Bei Demonstrationen gegen Salman Rushdie und dessen Roman sterben in Bombay zehn Menschen, in Islamabad fünf. Später wird es Messerattacken auf Rushdies italienischen Übersetzer geben, der überlebt, während der japanische Übersetzer von “Die satanischen Verse” durch Messerstiche getötet wird. Salman Rushdies norwegischen Verleger Nygaard treffen mehrere Kugeln, wie durch ein Wunder überlebt er.

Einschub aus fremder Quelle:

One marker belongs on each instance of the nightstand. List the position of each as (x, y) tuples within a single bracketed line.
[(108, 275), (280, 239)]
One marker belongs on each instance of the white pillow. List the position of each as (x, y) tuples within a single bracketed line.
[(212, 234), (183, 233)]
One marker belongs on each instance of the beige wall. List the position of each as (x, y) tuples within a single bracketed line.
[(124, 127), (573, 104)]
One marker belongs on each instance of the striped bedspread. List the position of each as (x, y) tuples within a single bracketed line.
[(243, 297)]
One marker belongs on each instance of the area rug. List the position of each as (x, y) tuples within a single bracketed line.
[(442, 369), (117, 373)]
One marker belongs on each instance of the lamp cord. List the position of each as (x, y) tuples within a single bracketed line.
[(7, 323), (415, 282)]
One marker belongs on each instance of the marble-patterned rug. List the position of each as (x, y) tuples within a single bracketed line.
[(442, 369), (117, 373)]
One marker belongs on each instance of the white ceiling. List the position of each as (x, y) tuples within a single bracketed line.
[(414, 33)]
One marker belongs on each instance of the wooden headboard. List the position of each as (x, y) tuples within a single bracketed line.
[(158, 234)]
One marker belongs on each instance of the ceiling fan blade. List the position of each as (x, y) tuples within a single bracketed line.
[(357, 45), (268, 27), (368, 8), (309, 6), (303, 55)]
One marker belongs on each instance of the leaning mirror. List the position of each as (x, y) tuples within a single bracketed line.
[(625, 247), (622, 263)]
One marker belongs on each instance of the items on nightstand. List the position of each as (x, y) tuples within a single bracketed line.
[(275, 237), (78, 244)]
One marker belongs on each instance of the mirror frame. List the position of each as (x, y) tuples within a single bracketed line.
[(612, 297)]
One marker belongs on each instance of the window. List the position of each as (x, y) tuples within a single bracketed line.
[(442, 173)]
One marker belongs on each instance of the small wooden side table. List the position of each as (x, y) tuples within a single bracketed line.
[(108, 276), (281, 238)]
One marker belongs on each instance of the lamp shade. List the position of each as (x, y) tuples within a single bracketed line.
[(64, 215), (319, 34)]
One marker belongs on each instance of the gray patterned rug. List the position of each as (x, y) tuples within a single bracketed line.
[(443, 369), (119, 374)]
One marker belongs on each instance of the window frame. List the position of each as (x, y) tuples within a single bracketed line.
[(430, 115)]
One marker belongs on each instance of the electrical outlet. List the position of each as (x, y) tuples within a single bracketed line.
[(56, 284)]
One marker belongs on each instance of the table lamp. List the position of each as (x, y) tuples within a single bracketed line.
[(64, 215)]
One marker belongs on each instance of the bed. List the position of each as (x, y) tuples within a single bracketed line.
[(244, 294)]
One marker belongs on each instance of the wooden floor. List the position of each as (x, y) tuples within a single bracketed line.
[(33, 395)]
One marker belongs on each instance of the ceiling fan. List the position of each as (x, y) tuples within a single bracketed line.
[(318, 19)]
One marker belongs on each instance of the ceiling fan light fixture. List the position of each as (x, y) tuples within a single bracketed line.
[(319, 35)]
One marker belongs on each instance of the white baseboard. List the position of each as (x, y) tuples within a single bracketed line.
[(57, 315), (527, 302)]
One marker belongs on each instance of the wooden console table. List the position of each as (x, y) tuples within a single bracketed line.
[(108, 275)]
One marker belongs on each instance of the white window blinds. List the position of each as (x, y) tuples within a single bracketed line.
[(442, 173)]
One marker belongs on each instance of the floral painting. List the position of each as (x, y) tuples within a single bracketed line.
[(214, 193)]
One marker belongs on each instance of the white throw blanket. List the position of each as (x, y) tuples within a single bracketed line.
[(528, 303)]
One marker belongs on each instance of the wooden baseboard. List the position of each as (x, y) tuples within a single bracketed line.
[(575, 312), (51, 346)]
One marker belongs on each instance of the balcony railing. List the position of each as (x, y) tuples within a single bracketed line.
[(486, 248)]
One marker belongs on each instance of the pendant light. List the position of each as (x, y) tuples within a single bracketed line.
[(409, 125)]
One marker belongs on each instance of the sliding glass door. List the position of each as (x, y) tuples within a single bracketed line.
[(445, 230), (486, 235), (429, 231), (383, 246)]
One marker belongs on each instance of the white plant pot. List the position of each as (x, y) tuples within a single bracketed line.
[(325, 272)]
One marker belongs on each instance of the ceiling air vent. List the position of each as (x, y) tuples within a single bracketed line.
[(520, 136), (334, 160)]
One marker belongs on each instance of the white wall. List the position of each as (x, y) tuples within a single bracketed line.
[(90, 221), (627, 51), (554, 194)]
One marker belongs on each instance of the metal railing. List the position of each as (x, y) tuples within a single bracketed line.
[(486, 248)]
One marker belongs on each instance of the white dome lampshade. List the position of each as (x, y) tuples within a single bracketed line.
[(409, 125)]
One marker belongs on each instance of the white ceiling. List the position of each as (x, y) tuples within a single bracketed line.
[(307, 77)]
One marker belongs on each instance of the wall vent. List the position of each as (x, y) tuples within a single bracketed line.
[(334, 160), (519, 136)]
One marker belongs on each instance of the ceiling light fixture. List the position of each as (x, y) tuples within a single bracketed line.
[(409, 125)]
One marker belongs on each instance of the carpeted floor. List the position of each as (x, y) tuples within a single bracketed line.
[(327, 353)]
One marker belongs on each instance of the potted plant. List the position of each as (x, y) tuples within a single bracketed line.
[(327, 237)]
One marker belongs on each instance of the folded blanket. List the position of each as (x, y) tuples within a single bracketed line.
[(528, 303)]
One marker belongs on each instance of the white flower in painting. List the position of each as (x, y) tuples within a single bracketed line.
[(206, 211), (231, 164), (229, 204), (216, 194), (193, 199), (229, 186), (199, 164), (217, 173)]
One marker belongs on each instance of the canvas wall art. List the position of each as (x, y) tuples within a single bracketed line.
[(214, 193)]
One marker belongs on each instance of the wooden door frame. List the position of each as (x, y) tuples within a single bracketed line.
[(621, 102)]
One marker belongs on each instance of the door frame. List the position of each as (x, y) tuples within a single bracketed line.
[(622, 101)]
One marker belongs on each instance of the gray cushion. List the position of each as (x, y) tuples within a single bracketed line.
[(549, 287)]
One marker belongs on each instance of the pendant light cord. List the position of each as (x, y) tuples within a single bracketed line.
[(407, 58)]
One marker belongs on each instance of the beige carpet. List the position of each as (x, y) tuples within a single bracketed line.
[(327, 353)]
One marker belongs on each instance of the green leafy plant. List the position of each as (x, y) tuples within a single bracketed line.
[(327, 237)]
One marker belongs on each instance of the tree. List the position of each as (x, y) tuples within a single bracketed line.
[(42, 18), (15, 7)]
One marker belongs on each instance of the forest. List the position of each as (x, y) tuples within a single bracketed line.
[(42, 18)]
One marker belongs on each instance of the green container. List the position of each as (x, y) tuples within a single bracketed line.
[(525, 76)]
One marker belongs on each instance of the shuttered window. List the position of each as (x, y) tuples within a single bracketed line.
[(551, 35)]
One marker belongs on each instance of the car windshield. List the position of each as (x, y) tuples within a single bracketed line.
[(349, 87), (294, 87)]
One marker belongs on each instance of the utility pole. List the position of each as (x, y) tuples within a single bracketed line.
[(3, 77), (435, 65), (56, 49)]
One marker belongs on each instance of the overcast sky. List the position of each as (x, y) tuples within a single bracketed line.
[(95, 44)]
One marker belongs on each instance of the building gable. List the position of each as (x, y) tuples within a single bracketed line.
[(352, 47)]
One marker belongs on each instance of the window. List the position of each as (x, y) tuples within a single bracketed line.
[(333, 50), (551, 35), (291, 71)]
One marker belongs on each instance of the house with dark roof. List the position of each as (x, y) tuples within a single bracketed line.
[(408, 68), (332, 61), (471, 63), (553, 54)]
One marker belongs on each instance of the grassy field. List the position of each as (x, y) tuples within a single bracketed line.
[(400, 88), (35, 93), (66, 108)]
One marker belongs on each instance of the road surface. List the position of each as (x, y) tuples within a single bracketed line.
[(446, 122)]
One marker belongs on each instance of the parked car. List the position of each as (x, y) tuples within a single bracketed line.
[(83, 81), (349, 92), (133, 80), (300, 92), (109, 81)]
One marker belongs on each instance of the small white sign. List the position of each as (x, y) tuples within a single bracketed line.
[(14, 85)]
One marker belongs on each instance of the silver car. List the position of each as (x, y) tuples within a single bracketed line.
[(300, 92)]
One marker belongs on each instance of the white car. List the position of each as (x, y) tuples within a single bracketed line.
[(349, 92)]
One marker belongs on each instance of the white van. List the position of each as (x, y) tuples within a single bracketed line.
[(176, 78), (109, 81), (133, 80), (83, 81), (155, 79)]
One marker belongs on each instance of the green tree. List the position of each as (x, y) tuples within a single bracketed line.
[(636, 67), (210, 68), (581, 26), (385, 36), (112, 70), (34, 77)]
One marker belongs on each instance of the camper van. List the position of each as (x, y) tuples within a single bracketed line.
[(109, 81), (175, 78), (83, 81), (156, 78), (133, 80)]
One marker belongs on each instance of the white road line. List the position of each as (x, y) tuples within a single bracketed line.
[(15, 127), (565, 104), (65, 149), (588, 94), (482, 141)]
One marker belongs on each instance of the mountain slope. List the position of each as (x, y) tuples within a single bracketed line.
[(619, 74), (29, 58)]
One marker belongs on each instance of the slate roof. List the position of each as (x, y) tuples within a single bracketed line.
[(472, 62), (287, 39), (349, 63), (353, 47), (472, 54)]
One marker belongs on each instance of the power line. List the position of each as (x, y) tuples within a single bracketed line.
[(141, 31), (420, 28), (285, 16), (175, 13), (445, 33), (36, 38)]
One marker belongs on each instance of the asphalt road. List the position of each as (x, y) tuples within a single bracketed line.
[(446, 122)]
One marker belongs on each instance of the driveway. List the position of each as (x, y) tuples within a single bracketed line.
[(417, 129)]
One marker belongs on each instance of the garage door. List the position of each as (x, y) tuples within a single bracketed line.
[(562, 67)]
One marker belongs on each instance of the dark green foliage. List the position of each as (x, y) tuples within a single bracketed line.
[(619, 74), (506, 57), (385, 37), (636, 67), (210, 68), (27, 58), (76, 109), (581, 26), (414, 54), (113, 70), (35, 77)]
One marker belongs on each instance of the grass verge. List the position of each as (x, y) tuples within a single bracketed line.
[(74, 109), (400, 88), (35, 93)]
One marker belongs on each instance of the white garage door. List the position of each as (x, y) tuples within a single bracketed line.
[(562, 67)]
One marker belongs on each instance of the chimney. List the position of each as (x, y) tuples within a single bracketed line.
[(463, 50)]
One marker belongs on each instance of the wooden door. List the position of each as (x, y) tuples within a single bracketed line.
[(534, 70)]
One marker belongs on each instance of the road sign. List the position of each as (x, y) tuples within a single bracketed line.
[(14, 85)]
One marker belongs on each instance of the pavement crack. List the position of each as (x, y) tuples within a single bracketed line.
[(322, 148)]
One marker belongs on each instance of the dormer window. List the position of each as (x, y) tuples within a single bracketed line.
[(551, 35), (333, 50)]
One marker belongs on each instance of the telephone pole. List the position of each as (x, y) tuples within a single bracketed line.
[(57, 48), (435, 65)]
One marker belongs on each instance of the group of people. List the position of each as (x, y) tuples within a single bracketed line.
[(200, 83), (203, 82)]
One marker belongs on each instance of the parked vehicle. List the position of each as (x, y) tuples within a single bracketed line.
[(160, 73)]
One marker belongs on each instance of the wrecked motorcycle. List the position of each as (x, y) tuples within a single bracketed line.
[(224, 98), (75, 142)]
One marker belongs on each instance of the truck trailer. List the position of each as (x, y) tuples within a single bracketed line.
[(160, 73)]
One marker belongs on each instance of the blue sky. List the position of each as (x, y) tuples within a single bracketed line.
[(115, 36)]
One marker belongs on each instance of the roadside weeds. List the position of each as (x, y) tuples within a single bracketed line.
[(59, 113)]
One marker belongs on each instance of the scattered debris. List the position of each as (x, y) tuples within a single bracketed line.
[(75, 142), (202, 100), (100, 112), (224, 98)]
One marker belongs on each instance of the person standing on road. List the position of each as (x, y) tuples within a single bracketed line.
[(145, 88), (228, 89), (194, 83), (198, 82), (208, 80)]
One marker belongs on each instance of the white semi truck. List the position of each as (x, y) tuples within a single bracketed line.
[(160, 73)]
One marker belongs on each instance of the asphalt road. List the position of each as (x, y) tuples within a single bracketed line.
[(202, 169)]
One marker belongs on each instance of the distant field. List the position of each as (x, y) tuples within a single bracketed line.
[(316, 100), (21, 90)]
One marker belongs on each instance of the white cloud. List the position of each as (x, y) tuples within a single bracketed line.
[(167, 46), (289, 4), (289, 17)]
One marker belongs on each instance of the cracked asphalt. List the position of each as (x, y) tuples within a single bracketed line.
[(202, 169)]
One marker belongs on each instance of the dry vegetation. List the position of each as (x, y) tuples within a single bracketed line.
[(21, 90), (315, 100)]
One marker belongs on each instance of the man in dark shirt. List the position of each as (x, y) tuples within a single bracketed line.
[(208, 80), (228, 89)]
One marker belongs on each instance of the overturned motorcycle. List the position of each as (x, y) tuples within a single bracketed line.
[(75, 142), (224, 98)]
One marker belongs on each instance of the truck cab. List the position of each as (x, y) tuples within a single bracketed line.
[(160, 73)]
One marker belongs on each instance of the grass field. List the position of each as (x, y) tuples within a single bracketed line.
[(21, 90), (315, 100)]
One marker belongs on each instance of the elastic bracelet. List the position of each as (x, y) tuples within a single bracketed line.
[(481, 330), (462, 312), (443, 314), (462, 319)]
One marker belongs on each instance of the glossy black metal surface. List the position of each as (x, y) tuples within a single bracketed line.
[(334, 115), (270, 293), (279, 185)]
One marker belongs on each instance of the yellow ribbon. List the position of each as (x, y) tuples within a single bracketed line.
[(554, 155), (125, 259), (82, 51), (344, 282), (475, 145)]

Im Frühjahr 1989 erschießt ein Unbekannter den Leiter der Großen Moschee in Brüssel, Abdullah Muhammad al-Ahdal, sowie dessen Stellvertreter. Laut FAZ bekannte sich eine “pro-iranische libanesische Gruppierung (…) zu dem Mord an dem Imam, dem sie eine zu gemäßigte Haltung und seine Verurteilung von Khomeinis Fatwa gegen den Autor der ‚Satanischen Verse‘, Salman Rushdie, vorwarf.”

Vorauseilende Totenstarre

So verbreitete sich Terror und Angst in den Metropolen der Welt und selbst um die Ruhrprovinz sollte zumindest die Angst keinen Bogen machen. Bis zum 20. März scheiterten insgesamt sieben Versuche des Literaturbüros Ruhr (Gladbeck) und des Münchner Schriftstellers Gerhard Köpf, der als Literaturwissenschaftler in Duisburg lehrte, einen öffentlichen Raum anzumieten, um eine Lesung aus Romanen Rushdies auf die Bühne zu bringen. Überall entdeckten Verantwortliche den Konjunktiv II: “Ich wäre gern bereit, spräche nicht so viel dagegen.”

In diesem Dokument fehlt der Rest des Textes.